L’episodio è vero: non tanto gli angeli, quanto le testimonianze. Ma nel film serve a incrinare i residui scetticismi. E dire che, saggiamente, nel film una delle due «veggenti», in visita a un ospedale, interpellata da un coetaneo malato che gli chiede di intercedere presso le sue fate, risponde che solo l’angelo custode può aiutarlo, le fate no. Infatti, queste ultime non esistono, le hanno inventate le due ragazzine di fertile fantasia nella terra di Shakespeare. Quest’ultimo a sua volta inventò la Regina delle Fate, Queen Mab, rifacendosi a una vecchia tradizione inglese. Però la nominò dove non doveva, Romeo and Juliet, che è ambientato in Italia, dove tutt’al più c’era il Gatto Mammone.

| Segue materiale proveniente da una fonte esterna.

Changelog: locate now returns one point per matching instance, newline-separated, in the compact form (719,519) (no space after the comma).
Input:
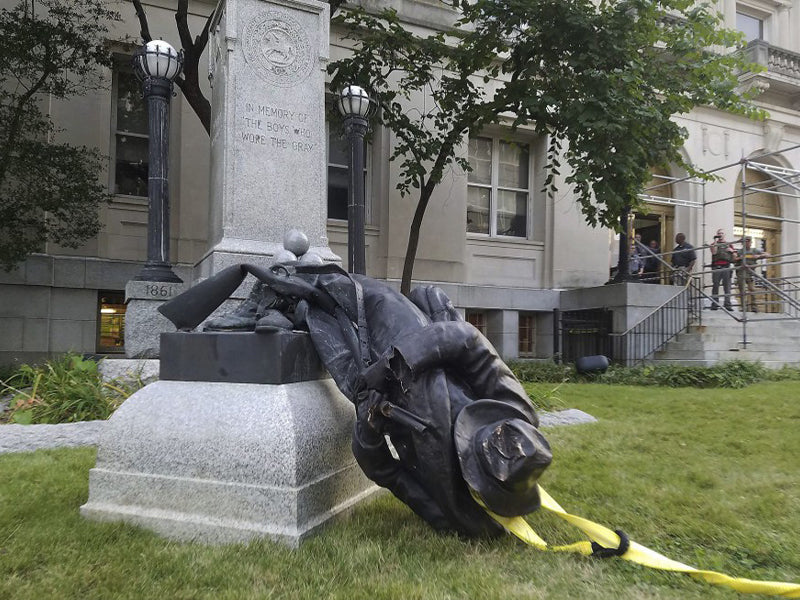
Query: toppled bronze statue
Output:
(418,375)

Nel film, l’unico ad accorgersi del trucco è un giornalista antipatico e spiantato, cosa che salva la narrazione poetica del film stesso. Il giornalista trova le «fate» ritagliate dalle confezioni di biscotti e usate per i fotomontaggi. Le foto scattate dalle due ragazzine, nella storia vera, vennero analizzate da esperti fotografi, i quali si divisero. Nulla di strano: l’«anello mancante» darwiniano (una truffa operata con mezzo cranio di scimmia e una mandibola umana limata e invecchiata ad arte) rimase esposto al «prestigioso» British Museum per quarant’anni prima che qualcuno si accorgesse dell’inghippo. E dire che ci portavano le scolaresche. Quando le due inglesine confessarono, l’unico a restare rocciosamente convinto dell’esistenza delle fate fu Conan Doyle. Il film, comunque, è molto bello e vale la visione. Anche perché, nel finale, in un ruolo cameo c’è proprio lui, Mel Gibson, che però invano cerchereste nei titoli, chissà perché.